Quite simple (Score:5, Insightful)
1) Buy generic mp3 player innards off general market for next to nothing
2) Wrap iPod shuffle lookalike plastic
3) Sell as iPod
4) Profit
Compare with business case number 2:
1) Buy generic mp3 player innards off general market for next to nothing
2) Pay designer to design a cool funky faux iPodesque white plastic exterior
3) Pay huge international marketing firm to make worldwide humongously expensive marketing campaign
4) Rummage through garbage for scraps of food, use cardboard for shelter
Re:This happens all the time... (Score:3, Insightful)
Why would you even question it, unless they came of rather dodgey.
Comment removed (Score:5, Insightful)
The next level in corporate deniability: (Score:3, Insightful)
Bleeding heart liberal type: You're running sweatshops and paying 12 year olds 10 cents for an 18 hour working day! You're pumping toxic chemicals into the drinking water supply! You're making defective products that explode and kill people! You bribe politicians!
Your factories are run by fascist thugs who hire death squads to kill union organisers! And we have proof this time! You're going to jail at long last!

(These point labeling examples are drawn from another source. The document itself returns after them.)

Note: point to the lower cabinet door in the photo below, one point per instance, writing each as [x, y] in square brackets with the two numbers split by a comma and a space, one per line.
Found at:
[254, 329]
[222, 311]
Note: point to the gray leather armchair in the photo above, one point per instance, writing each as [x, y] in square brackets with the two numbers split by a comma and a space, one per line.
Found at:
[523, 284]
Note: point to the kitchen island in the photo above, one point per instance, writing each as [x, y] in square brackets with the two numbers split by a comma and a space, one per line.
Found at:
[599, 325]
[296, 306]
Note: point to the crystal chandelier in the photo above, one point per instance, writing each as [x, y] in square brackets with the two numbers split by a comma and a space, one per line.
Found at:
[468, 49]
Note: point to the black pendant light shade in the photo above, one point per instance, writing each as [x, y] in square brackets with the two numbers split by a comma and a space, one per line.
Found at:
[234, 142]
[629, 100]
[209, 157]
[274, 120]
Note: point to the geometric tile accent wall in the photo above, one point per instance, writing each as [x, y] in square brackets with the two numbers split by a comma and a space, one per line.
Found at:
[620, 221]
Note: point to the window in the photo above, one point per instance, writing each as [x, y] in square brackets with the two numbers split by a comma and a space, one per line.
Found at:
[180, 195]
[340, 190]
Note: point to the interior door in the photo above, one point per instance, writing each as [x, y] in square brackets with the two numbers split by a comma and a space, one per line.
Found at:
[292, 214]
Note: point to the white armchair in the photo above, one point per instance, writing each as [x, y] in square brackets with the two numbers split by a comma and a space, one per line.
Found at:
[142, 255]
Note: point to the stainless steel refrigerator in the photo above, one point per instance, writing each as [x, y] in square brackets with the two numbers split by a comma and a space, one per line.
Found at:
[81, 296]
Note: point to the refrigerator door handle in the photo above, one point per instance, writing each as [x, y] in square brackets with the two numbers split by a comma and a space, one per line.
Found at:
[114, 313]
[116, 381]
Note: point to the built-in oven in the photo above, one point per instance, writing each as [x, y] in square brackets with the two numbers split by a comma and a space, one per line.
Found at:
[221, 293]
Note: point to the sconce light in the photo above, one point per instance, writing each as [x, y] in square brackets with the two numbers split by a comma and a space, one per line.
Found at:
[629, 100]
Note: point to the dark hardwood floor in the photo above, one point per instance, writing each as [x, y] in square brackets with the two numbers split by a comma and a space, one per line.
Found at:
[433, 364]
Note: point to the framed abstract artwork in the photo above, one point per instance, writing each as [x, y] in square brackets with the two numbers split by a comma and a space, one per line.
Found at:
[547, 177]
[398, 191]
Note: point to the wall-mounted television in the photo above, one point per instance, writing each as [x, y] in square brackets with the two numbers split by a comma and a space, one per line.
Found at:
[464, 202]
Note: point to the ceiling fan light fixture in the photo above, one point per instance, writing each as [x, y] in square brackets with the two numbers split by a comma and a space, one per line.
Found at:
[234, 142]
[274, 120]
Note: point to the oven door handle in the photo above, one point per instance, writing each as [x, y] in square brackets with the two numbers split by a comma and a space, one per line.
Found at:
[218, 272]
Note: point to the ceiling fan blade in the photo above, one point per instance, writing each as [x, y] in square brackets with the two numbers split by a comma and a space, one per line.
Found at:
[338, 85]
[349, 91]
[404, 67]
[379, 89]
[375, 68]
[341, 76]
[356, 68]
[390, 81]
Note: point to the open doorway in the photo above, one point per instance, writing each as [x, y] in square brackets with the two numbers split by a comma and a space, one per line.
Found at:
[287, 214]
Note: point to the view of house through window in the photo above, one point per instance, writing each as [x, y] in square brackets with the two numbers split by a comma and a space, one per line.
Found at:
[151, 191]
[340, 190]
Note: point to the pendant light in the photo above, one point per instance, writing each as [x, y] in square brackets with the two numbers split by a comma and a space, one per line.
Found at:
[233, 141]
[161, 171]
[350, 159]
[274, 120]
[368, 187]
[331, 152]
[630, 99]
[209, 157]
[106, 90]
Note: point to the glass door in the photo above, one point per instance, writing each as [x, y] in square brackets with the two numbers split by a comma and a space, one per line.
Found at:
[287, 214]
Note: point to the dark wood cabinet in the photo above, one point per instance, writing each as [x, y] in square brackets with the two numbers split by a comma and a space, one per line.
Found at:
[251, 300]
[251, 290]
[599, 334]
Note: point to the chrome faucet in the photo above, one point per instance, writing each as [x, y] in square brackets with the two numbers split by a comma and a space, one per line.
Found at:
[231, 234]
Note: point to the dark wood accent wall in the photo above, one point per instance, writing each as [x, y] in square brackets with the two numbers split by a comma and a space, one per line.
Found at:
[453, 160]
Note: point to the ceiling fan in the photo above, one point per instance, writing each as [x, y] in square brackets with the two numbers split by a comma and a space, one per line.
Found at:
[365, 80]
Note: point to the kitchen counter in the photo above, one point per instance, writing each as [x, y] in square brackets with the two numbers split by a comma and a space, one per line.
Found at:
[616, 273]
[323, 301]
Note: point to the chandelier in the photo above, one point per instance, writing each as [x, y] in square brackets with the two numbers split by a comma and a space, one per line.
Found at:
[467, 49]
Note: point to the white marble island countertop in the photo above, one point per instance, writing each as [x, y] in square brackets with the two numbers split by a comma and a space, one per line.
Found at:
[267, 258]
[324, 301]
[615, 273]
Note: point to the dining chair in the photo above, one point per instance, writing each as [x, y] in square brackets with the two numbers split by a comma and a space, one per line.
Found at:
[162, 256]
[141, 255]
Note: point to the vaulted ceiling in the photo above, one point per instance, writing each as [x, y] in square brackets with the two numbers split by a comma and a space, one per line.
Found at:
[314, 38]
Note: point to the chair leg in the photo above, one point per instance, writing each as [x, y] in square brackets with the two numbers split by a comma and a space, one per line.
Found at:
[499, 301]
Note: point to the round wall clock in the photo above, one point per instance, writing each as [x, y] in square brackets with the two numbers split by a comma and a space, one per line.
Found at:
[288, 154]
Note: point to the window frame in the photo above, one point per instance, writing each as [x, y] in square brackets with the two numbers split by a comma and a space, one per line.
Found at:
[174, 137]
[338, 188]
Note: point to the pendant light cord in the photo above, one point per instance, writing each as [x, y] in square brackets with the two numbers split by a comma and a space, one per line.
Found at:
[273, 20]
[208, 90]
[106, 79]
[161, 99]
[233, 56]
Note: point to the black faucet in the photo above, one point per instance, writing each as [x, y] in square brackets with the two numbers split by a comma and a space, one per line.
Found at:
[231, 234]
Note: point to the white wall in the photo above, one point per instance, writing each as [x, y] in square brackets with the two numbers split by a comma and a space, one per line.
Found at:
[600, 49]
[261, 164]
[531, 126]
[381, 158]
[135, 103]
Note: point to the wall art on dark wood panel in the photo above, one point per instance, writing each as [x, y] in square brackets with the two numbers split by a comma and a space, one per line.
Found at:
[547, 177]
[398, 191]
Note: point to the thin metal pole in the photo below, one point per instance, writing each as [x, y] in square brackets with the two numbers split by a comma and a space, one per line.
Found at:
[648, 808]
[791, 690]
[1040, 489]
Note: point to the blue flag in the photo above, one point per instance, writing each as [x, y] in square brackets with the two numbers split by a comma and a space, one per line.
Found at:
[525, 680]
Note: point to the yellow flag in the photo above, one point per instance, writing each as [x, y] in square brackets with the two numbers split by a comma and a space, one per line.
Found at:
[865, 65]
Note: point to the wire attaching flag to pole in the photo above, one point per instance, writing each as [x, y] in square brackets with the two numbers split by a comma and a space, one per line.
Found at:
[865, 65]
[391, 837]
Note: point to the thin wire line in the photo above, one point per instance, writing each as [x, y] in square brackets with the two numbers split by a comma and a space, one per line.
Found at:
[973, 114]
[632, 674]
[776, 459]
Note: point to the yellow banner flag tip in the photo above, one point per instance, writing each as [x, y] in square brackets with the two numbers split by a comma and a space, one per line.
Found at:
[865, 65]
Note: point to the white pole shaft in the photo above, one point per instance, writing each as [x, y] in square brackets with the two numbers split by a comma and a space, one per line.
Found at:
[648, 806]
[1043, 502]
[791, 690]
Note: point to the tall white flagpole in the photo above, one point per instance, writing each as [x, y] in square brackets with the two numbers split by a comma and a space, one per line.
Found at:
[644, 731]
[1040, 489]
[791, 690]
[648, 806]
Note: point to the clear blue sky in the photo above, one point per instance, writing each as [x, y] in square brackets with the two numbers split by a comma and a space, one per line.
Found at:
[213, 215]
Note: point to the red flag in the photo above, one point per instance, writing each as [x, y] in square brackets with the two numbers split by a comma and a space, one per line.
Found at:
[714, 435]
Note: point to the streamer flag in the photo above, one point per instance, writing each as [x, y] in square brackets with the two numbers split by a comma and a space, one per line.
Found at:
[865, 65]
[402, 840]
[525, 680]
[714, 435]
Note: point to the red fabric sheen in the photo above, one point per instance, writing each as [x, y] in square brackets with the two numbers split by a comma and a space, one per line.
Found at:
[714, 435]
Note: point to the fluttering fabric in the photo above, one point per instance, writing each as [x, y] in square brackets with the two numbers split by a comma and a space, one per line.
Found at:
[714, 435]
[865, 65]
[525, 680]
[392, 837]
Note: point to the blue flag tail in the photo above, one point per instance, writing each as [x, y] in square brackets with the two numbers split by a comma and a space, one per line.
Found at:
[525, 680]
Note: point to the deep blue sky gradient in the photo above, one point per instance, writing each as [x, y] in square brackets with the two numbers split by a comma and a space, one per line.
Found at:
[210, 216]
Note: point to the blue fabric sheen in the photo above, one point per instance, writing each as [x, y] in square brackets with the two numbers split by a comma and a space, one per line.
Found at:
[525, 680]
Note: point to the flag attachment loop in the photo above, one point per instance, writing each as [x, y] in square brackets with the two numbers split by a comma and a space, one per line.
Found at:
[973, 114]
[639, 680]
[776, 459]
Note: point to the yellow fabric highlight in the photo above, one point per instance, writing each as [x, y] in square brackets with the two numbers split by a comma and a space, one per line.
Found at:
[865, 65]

CEO of MegaCorp, your friendly neighbourhood planet-raping multinational: Errr umm
Third World Workers: Sigh. Shafted again...
Re:Quite simple (Score:2, Insightful)
The people that do this ARE organized crime. John Smith, engineering degree from XYZ college, who has a wife and three kids and used to work salary for a legit business doesn't wake up one morning and start a business like this.
No, its Joey Fishhooks who starts this sort of thing. He's already organized crime, and he doesn't bat an eye at dealing with that crowd.
Chinese learning capitalism well (Score:3, Insightful)
Re:Format of text (Score:3, Insightful)
The International Herald Tribune has had this layout for several years and were pretty early adopters of using dhtml to allow the readers to save articles and also modify the size and format of article text.
Anyway, the wide 3-column format usually allows for much more text than the traditional one-column variant, at least with the wide margin that the latter comes with.
Re:MP3 Players, too (Score:5, Insightful)
Or like virtually every notebook manufacturer (including Apple), assembling their notebooks out of Chinese OEM parts?
Do you know why Chinese 'piracy' is so rampant? Because all the products are made in China anyway. One factory produces the 'brand' product during the day and the 'pirate' product after-hours. Of course they're completely identical.
I mean think about it, if you were a Chinese company manufacturing electronics, and you see how the stuff you design and produce is sold for ten times the price that brand X pays you in the West, you'd start to wonder a bit too.
If the products were designed and produced in the 'West', this would be much more difficult. But the corporations don't care. They still make a huge profit by sticking their brand name on Chinese stuff and selling it for a huge markup.
Re:Quite simple (Score:3, Insightful)
No, its Joey Fishhooks who starts this sort of thing. He's already organized crime, and he doesn't bat an eye at dealing with that crowd.
Maybe there's some crossovers:
John Smith, with engineering degree from top-ranked XYZ University, works salary for a legit business. One morning, he wakes up and realizes he's put in a lot of work for a pathetic salary, year after year of "Your work was great, but there's no money in the budget for a raise for you. Sorry. Maybe next year. Oh by the way, sorry, but the great product design you worked on all year is being canned.", while his neighborhood garbageman is making the same salary. Then he realizes that through his contacts in China, and his EE expertise, he could design iPod shuffle knock-offs and have them manufactured in China for pennies on the dollar, and his old friend Joey Fishhooks from high school might know how to make a (illegitimate) business out of this.
John and Joey team up, make Shuffle knock-offs and sell them on Ebay for a huge profit. Just before the Feds catch up to him, John moves his family to beautiful Costa Rica and lives a life of luxury while the Feds wonder where he went to.